Photo/Illutration Arriving passengers at Narita Airport wait to be questioned about their travel history. (Asahi Shimbun file photo)

Japan will consider easing its border controls for the Omicron variant of the novel coronavirus from as early as March, Prime Minister Fumio Kishida announced Feb. 12.

He made the comment while visiting Tokyo’s Haneda Airport to get a first-hand look at border control steps in place there.

Japan’s latest entry ban on foreign arrivals took effect last Nov. 30. The deadline for that measure expires Feb. 28.

Meeting reporters, Kishida explained what factors would be taken into consideration before relaxing border control measures.

“We will comprehensively assess such things as the accumulation of scientific knowledge on the Omicron and other variants, changes in infection trends both in Japan and overseas as well as the border control measures being implemented in other countries,” he said, adding that specific steps will be decided later.

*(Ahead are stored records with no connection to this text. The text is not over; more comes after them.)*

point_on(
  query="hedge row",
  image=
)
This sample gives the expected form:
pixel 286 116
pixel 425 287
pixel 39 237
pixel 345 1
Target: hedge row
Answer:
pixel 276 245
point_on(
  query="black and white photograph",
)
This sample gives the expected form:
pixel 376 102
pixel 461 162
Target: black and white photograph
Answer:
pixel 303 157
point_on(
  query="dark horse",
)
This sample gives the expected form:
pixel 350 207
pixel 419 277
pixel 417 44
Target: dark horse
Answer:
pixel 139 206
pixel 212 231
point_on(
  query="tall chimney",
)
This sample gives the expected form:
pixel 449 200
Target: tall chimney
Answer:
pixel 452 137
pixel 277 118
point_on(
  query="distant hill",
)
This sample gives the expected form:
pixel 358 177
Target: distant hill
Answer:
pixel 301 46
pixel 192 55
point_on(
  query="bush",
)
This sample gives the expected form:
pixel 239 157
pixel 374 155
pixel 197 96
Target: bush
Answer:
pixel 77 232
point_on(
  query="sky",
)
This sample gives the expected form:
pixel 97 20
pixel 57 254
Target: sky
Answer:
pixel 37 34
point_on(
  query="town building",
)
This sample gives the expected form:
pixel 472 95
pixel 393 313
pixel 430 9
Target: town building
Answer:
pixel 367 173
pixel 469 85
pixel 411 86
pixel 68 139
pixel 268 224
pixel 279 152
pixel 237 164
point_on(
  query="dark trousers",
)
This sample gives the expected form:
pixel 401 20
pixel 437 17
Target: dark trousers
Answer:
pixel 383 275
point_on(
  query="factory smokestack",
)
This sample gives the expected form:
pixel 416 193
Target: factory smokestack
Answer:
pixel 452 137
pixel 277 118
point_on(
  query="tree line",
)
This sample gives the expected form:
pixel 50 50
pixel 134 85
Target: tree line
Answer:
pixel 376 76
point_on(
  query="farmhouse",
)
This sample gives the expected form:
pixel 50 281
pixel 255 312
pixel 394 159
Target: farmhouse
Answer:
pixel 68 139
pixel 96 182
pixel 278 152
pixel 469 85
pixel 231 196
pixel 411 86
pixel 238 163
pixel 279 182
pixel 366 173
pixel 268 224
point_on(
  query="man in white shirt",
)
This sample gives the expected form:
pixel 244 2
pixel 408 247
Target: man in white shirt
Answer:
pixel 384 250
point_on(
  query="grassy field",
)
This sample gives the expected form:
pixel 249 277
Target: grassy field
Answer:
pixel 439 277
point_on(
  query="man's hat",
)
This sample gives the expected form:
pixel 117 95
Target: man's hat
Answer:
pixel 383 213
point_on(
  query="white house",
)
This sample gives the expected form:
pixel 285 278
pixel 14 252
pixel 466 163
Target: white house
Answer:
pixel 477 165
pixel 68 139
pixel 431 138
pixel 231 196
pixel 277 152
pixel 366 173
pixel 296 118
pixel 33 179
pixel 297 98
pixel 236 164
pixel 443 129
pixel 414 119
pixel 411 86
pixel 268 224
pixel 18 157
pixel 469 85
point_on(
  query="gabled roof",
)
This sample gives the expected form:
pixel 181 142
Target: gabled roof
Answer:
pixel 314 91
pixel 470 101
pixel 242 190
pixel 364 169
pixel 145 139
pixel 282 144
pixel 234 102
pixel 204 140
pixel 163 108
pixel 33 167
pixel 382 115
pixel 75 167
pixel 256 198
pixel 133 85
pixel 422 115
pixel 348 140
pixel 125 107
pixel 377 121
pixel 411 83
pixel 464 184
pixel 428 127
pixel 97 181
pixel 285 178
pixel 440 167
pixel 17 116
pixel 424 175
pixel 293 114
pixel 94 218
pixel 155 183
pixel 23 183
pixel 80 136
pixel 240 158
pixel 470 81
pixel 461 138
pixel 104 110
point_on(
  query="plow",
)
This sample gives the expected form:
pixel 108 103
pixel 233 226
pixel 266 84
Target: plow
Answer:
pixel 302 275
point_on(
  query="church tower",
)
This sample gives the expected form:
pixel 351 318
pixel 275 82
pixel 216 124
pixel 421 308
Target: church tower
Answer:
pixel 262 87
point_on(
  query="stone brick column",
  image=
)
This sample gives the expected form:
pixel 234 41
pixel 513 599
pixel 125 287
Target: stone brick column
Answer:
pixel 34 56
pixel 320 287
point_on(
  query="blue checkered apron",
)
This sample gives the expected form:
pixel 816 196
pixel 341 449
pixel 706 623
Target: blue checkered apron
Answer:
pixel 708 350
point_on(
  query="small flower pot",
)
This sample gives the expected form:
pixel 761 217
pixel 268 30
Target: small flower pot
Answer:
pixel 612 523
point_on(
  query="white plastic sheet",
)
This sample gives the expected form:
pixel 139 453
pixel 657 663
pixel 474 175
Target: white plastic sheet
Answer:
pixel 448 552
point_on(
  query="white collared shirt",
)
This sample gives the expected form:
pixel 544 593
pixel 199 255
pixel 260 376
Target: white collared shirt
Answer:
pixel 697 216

While Kishida likes to boast that Japan imposed the toughest curbs among Group of Seven nations, there are strident calls to relax the rules from foreign students wanting to enter Japan as well as companies in desperate need of foreign technical interns.

Natsuo Yamaguchi, the head of junior coalition partner Komeito, as well as Shinzo Abe, a former prime minister, have called for a review of the border control measures.